On July 31, 1941, in reprisal for the escape of a prisoner, ten men were chosen to die. Father Kolbe offered himself in place of a young husband and father. He was the last to die, enduring two weeks of starvation, thirst, and neglect. He was canonized by Pope John Paul II in 1982. His feast day is August 14th.

Saint Padre Pio

SAINT PIO OF PIETRELCINA

Francesco, named in honour of St. Francis of Assisi, was born to Giuseppa and Grazio Forgione, peasant farmers, in the small Italian village of Pietrelcina on May 25, 1887. From his childhood, it was evident that he was a special child of God. Francesco was very devout even as a child, and at an early age felt drawn to the priesthood. He became a Capuchin novice at the age of sixteen and received the habit in 1902. Francesco was ordained to the priesthood in 1910 after seven years of study and became known as Padre Pio.

 

On September 20, 1918, Padre Pio was kneeling in front of a large crucifix when he received the visible marks of the crucifixion, making him the first stigmatised priest in the history of Church. The doctor who examined Padre Pio could not find any natural cause for the wounds. Upon his death in 1968, the wounds were no longer visible. In fact, there was no scarring and the skin was completely renewed. He had predicted 50 years prior that upon his death the wounds would heal. The wounds of the stigmata were not the only mystical phenomenon experienced by Padre Pio.

 

The blood from the stigmata had an odour described by many as similar to that of perfume or flowers, and the gift of bilocation was attributed to him. Padre Pio had the ability to read the hearts of the penitents who flocked to him for confession which he heard for ten or twelve hours a day.

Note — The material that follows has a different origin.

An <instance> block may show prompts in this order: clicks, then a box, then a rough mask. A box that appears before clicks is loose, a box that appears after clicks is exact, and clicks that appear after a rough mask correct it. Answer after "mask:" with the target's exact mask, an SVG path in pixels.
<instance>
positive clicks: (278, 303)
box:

Padre Pio used the confessional to bring both sinners and devout souls closer to God; he would know just the right word of counsel or encouragement that was needed. Even before his death, people spoke to Padre Pio about his possible canonisation. He died on September 23, 1968 at the age of eighty-one. His funeral was attended by about 100,000 people.

 

On June 16, 2002, over 500,000 Padre Pio devotees gathered in Rome to witness Pope John Paul II proclaim Padre Pio, Saint Pio of Pietrelcina. The Padre Pio Foundation and many benefactors traveled to Rome, San Giovanni Rotondo, Pietrelcina, Piana Romana and many other holy places to celebrate Padre Pio's canonisation.